Gary Giovino, professor and chair of community health and health behavior, University at Buffalo

“There is concern that these regulations will put e-cigarettes back under the control of the multinational tobacco corporations. ”
Gary Giovino, professor and chair of community health and health behavior
University at Buffalo

BUFFALO, N.Y. – The U.S. Food and Drug Administration’s long-awaited ruling Thursday establishing new regulations for e-cigarettes and other tobacco products will help better inform consumers, but there is a down side, according to University at Buffalo tobacco expert Gary Giovino.
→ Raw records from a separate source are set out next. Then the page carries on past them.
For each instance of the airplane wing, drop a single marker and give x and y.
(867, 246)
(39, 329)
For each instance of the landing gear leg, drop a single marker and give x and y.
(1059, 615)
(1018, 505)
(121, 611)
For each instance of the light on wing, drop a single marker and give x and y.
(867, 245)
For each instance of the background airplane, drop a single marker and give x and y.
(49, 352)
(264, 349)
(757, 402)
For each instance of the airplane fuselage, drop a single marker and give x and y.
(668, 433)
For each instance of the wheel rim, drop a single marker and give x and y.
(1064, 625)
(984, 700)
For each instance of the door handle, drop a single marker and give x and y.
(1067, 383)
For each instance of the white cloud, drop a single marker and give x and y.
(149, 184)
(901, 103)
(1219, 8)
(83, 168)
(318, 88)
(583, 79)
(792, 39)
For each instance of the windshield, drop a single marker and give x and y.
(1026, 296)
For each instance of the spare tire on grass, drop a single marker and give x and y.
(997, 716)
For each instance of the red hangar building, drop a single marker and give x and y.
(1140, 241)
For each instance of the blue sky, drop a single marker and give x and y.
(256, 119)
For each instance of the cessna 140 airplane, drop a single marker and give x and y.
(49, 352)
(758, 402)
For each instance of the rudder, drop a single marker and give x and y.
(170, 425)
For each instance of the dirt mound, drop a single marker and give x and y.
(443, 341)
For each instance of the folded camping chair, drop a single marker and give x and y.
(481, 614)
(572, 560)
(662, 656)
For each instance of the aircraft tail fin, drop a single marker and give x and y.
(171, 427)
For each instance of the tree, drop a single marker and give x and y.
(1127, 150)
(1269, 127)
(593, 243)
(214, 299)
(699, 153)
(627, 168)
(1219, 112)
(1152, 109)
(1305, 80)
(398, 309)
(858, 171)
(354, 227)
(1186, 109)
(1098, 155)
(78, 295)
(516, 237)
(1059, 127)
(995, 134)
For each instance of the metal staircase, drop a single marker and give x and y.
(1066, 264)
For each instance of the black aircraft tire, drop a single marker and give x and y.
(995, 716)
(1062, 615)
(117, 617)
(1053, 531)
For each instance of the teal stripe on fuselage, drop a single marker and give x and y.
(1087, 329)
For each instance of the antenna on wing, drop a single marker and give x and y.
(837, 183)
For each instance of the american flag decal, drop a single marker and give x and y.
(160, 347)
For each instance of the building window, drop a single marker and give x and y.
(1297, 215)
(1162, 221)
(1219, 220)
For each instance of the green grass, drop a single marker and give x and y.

“There is concern that these regulations will put e-cigarettes back under the control of the multinational tobacco corporations. That could be a bad thing, because by giving control to the big companies, they will promote the most profitable products – likely combusted cigarettes,” said Giovino, professor and chair of community health and health behavior at UB.

“I think the new regulations will pose problems for smaller businesses that make e-cigarettes. These companies likely will not have the resources to deliver all the information the FDA is asking for. This could stifle innovation and hurt public health in the long run, to the extent that innovative e-cigarette products will help people move off of combusted tobacco products,” added Giovino, who in 2012 led the world’s largest tobacco use study, which surveyed more than 435,000 respondents representing 3 billion people from 16 countries.
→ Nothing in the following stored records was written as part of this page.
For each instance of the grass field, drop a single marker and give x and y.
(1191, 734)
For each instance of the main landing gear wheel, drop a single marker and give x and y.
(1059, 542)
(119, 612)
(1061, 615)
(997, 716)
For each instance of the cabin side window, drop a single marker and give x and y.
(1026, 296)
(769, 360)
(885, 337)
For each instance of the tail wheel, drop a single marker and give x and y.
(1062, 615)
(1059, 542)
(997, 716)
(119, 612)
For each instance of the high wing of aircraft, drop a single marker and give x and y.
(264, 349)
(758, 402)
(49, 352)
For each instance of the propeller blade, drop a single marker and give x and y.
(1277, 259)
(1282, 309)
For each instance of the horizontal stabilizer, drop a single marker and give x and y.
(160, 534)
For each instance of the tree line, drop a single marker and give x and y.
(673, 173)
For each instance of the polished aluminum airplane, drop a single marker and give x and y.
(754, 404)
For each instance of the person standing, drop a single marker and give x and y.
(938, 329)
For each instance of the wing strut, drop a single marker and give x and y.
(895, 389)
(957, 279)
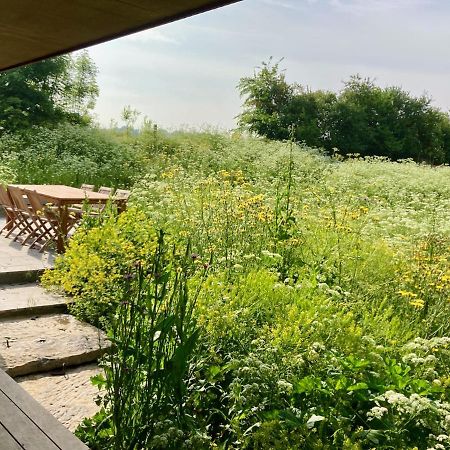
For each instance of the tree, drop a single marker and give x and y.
(363, 118)
(48, 92)
(267, 95)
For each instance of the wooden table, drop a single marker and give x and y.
(26, 425)
(62, 197)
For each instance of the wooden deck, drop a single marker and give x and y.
(26, 425)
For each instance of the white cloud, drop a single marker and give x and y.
(152, 35)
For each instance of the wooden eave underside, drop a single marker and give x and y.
(31, 30)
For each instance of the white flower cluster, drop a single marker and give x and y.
(430, 414)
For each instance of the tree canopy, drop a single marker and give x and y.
(58, 89)
(362, 118)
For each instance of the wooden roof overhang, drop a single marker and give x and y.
(31, 30)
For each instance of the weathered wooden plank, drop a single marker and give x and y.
(61, 437)
(22, 428)
(7, 442)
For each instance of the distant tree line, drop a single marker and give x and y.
(362, 118)
(59, 89)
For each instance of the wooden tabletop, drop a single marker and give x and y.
(64, 195)
(26, 425)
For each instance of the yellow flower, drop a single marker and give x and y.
(418, 303)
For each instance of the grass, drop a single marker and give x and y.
(324, 314)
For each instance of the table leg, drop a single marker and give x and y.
(63, 230)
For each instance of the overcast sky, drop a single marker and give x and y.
(185, 73)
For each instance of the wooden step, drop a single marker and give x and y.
(29, 300)
(46, 343)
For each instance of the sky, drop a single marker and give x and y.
(185, 74)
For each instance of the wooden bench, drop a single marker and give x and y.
(26, 425)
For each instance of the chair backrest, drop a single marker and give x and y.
(17, 197)
(105, 190)
(5, 198)
(122, 194)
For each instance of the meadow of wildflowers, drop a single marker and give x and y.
(322, 295)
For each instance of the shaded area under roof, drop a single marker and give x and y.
(31, 30)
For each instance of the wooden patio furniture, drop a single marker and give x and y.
(59, 199)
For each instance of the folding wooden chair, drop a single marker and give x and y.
(47, 228)
(13, 222)
(122, 194)
(105, 190)
(29, 227)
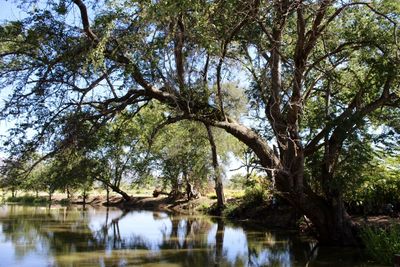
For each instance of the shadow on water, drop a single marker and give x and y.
(73, 236)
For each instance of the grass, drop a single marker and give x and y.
(382, 243)
(28, 199)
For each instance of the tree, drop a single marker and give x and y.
(300, 55)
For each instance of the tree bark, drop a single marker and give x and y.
(115, 189)
(219, 187)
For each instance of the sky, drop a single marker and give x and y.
(10, 11)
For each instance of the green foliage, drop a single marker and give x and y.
(382, 244)
(27, 199)
(258, 193)
(377, 185)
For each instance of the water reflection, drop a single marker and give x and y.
(72, 236)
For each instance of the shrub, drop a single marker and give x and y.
(27, 199)
(382, 243)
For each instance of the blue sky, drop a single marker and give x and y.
(9, 11)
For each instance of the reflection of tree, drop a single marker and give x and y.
(52, 231)
(184, 240)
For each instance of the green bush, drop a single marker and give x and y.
(382, 243)
(27, 199)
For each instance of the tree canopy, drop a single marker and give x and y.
(318, 75)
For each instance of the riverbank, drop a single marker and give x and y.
(275, 217)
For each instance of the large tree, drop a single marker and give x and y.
(319, 71)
The FDA’s new regulations bar the sale of e-cigarettes to anyone under age 18. They also require manufacturers whose products went on sale after Feb. 15, 2007, to obtain FDA approval in order to continue selling their products. The agency’s regulations extend to cigars, hookah tobacco and pipe tobacco, in addition to e-cigarettes, all of which were previously unregulated by the FDA.
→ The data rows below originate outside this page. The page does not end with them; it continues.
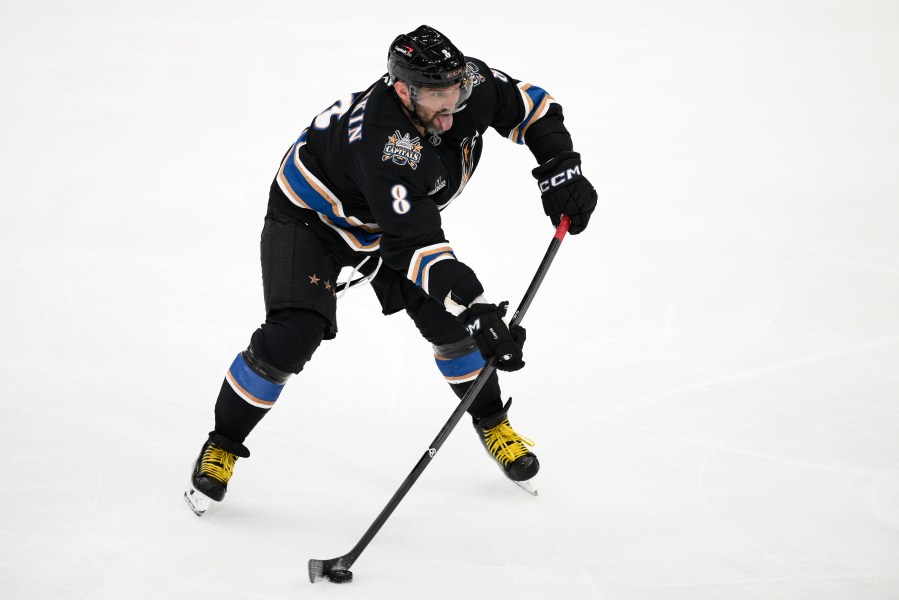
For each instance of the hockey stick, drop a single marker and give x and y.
(337, 569)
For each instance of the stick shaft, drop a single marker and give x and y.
(347, 560)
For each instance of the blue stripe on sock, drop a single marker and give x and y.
(461, 365)
(253, 383)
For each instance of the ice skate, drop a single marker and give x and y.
(212, 471)
(509, 449)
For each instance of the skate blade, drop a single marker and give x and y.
(197, 501)
(527, 486)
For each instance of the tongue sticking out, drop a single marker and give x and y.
(444, 122)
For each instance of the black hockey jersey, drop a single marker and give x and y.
(362, 169)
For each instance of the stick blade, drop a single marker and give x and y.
(319, 569)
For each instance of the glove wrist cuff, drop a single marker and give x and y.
(559, 171)
(456, 309)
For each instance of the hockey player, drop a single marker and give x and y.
(367, 179)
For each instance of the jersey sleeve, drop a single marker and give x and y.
(527, 114)
(412, 238)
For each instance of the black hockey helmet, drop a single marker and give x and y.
(426, 58)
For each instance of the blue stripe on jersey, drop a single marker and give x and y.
(317, 202)
(461, 365)
(537, 95)
(421, 266)
(253, 384)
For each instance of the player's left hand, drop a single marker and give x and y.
(565, 191)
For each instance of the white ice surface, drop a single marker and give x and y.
(712, 368)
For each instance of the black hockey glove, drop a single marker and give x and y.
(566, 191)
(493, 337)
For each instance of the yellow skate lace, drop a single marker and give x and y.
(218, 463)
(505, 444)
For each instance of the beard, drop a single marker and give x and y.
(438, 124)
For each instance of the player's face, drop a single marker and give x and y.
(435, 107)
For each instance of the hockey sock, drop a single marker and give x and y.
(461, 365)
(246, 396)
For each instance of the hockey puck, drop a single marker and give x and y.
(340, 576)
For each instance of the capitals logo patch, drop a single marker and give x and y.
(402, 149)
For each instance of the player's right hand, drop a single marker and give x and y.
(565, 190)
(493, 337)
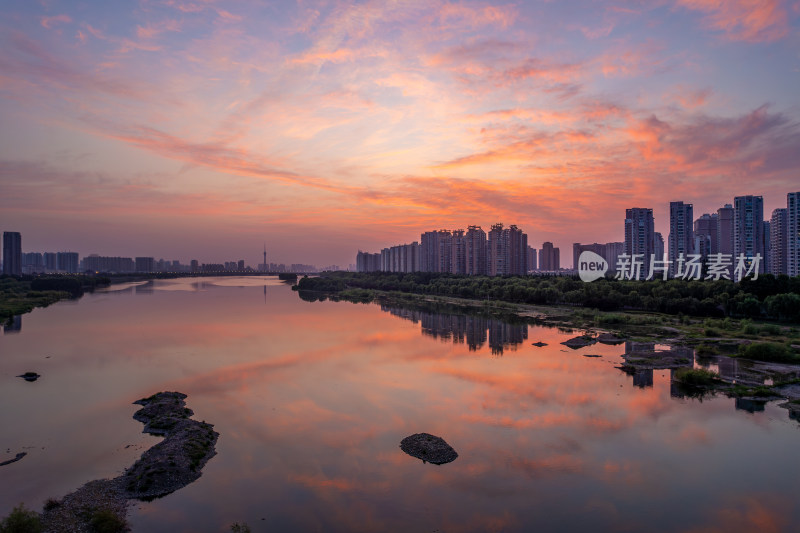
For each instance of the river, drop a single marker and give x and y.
(312, 399)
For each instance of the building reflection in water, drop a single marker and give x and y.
(474, 331)
(13, 324)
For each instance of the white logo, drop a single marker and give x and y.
(591, 266)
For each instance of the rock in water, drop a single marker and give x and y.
(579, 342)
(429, 448)
(609, 338)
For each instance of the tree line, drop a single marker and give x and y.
(768, 297)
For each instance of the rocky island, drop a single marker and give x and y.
(166, 467)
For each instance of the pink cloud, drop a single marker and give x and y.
(50, 22)
(744, 20)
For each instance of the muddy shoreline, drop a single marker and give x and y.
(166, 467)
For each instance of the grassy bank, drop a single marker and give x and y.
(20, 295)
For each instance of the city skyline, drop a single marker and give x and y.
(168, 129)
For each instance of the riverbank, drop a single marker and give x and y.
(173, 463)
(20, 295)
(766, 355)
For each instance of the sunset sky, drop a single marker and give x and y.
(202, 130)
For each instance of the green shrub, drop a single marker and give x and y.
(105, 521)
(768, 351)
(696, 376)
(21, 520)
(770, 329)
(707, 349)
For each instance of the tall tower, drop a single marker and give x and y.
(640, 235)
(793, 233)
(681, 233)
(12, 253)
(748, 227)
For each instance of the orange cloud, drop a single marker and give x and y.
(744, 20)
(50, 22)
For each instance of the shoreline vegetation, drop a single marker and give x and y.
(22, 294)
(754, 322)
(101, 505)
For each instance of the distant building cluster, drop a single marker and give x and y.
(501, 251)
(734, 230)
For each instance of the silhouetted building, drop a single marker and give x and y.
(681, 233)
(32, 263)
(705, 235)
(97, 263)
(67, 262)
(50, 261)
(12, 253)
(475, 248)
(365, 262)
(549, 258)
(725, 217)
(793, 233)
(458, 253)
(778, 251)
(148, 264)
(609, 251)
(533, 262)
(435, 251)
(748, 227)
(640, 238)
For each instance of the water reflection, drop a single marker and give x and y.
(474, 331)
(13, 324)
(312, 399)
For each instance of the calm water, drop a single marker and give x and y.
(313, 398)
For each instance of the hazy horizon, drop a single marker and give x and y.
(201, 130)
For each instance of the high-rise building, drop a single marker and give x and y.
(793, 233)
(748, 227)
(148, 264)
(475, 251)
(778, 252)
(12, 253)
(507, 253)
(612, 253)
(681, 233)
(67, 262)
(498, 251)
(767, 240)
(532, 259)
(725, 229)
(705, 235)
(658, 239)
(32, 263)
(578, 249)
(458, 253)
(549, 258)
(435, 251)
(640, 235)
(97, 263)
(517, 251)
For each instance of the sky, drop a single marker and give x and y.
(195, 129)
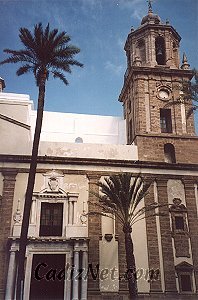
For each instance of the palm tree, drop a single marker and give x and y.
(119, 197)
(45, 52)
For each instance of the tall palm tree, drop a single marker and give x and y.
(45, 52)
(119, 197)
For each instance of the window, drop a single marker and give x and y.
(169, 153)
(51, 219)
(141, 50)
(165, 120)
(185, 283)
(179, 222)
(185, 271)
(160, 50)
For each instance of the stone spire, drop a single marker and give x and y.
(185, 65)
(2, 84)
(150, 10)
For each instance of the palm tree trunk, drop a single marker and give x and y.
(29, 191)
(130, 260)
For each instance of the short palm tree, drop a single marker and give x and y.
(119, 197)
(45, 52)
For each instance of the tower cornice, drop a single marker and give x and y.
(156, 27)
(158, 70)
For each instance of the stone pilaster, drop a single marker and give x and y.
(192, 223)
(152, 243)
(94, 232)
(166, 239)
(5, 221)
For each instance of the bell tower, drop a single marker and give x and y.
(153, 84)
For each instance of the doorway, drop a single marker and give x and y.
(47, 278)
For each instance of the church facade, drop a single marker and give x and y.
(76, 151)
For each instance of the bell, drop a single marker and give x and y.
(159, 52)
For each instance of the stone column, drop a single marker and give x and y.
(76, 273)
(70, 209)
(94, 232)
(192, 223)
(11, 276)
(84, 278)
(152, 242)
(166, 238)
(5, 219)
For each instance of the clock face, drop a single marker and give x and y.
(164, 94)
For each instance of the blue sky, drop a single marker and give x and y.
(99, 28)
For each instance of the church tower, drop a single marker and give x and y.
(153, 84)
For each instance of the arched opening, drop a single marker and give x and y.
(141, 50)
(160, 50)
(169, 153)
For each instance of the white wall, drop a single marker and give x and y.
(66, 127)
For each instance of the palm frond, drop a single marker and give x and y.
(46, 51)
(24, 69)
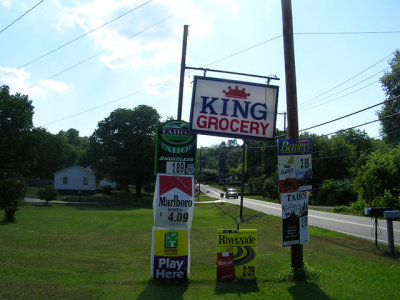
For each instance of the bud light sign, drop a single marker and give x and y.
(233, 108)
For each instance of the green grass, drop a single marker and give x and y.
(114, 197)
(103, 252)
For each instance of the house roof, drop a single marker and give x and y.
(89, 171)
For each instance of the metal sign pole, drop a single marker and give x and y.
(242, 187)
(291, 100)
(183, 63)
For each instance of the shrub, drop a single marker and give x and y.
(335, 192)
(270, 187)
(106, 190)
(12, 192)
(341, 209)
(358, 207)
(47, 194)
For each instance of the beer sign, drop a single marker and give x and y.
(175, 149)
(173, 203)
(235, 109)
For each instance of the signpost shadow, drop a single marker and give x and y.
(164, 289)
(307, 290)
(238, 287)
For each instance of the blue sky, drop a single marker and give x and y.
(135, 59)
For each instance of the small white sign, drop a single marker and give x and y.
(233, 108)
(295, 218)
(173, 203)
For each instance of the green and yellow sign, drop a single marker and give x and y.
(175, 149)
(170, 257)
(236, 254)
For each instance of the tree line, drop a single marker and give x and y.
(348, 168)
“The free-market system relies on a fully informed consumer, and in the case of tobacco there has been an enormous market failure in that regard, which has cost millions of lives in the United States alone,” said Giovino, who previously served as chief of the epidemiology branch of the Centers for Disease Control and Prevention Office on Smoking and Health.

“By asserting jurisdiction over multiple tobacco products not covered in the original Tobacco Control Act, the FDA has the potential to correct, to some extent at least, that market failure. Time will tell how well it does that,” he added.